The perspective of the trial includes national policymaking about healthcare management. The findings of the trial are expected to inform political decisions about the introduction of fines as a general premise in the context of Danish hospitals.
The trial began accepting users on 1 May 2015. The design and preparation of the randomization and data protection procedures, the agreements of collaboration with clinical department, and all ethical approvals have all been settled. The trial closed on 1 December 2015.

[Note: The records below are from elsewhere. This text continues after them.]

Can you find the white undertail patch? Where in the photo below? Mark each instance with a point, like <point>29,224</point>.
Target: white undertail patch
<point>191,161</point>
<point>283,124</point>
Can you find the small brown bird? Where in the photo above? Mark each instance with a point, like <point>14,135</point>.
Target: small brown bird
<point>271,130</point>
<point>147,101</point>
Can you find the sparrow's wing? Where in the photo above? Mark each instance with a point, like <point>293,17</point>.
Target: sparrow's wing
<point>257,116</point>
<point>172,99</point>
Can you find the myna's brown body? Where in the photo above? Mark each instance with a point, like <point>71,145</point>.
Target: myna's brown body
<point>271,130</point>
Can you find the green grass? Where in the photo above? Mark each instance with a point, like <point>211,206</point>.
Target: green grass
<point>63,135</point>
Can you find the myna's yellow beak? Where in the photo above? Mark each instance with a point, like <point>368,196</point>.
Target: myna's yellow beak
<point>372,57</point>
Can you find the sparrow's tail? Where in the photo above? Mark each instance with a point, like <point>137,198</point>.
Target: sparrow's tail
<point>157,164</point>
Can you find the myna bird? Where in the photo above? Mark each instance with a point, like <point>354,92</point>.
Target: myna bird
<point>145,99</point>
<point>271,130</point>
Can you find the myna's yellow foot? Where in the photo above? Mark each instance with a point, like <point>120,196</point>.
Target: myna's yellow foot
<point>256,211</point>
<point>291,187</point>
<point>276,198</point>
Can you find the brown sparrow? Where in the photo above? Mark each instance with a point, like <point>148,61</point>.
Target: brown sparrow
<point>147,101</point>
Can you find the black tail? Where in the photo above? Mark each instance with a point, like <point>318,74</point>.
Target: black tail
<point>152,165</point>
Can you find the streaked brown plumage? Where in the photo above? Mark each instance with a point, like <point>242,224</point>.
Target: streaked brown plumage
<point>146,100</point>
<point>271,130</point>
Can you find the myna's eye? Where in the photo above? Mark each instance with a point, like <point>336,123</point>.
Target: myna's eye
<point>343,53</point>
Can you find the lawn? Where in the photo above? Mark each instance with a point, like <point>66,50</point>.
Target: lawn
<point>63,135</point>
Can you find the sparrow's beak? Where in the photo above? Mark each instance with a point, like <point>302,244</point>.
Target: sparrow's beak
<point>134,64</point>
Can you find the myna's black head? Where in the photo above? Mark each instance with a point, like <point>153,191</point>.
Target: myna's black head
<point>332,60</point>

CONSORT, Consolidated Standards of Reporting Trials; DKK, Danish kroner; RCT, randomized controlled trial; SMS, short message service
The authors wish to thank the management and staff representatives at the Department of Orthopedic Surgery at Viborg Regional Hospital and the Business Intelligence Unit at the Central Denmark Region for their time and for providing ad hoc statistics on historical activity.
We would also like to thank Signe Sofie Duun Rohdes, Per Østergaard Jensby, and Mette Jensen from Corporate Finance, Central Denmark Region, for their administrative work related to the fines and the handling of user complaints and requests. Finally, we are grateful for the support from the Chief Strategist, Mogens Engsig-Karup, from the IT Department, Central Denmark Region, for the implementation of the automatic randomization system and from BI-designer Tommy Kieffer Sørensen from the Business Intelligence Unit, Central Denmark Region, for providing data.
The trial was funded by the Danish Regions, the Ministry of Health and Prevention, and the Central Denmark Region. The funders did not design, organize, or manage the study in any way; however, they were obliged to approve the overall study protocol.
The manuscript was drafted by EB, TK and RS after methodological discussions with UV and department representatives. All authors read and approved the final manuscript.
EB (Msc) is a Research Assistant and Health Economist at the Department of Health Economics at DEFACTUM.
TK (MSc) is a Research Assistant and Health Economist at the Department of Health Economics at DEFACTUM.
UV (PhD) is a Programme Leader and Senior Researcher at the Department of Health Technology Assessment and Health Services Research at DEFACTUM.
RS (PhD) is a Professor of Health Economics at the Department of Public Health and the Department of Clinical Medicine at Aarhus University.
The authors declare that they have no competing interests.
The local ethics committee reviewed the project and considered it to be a quality-improvement project and thus outside of their responsibility (cf. the committee law §2, No. 1). Essentially, the intervention (the risk of a fine) does not affect the service provision once a person shows up to receive care. Instead, the project responsibility was assumed by the superior authority of the Danish healthcare sector, The Ministry of Health and Prevention, who approved the trial protocol (cf. the health legislation §233, subsection 1 and 3).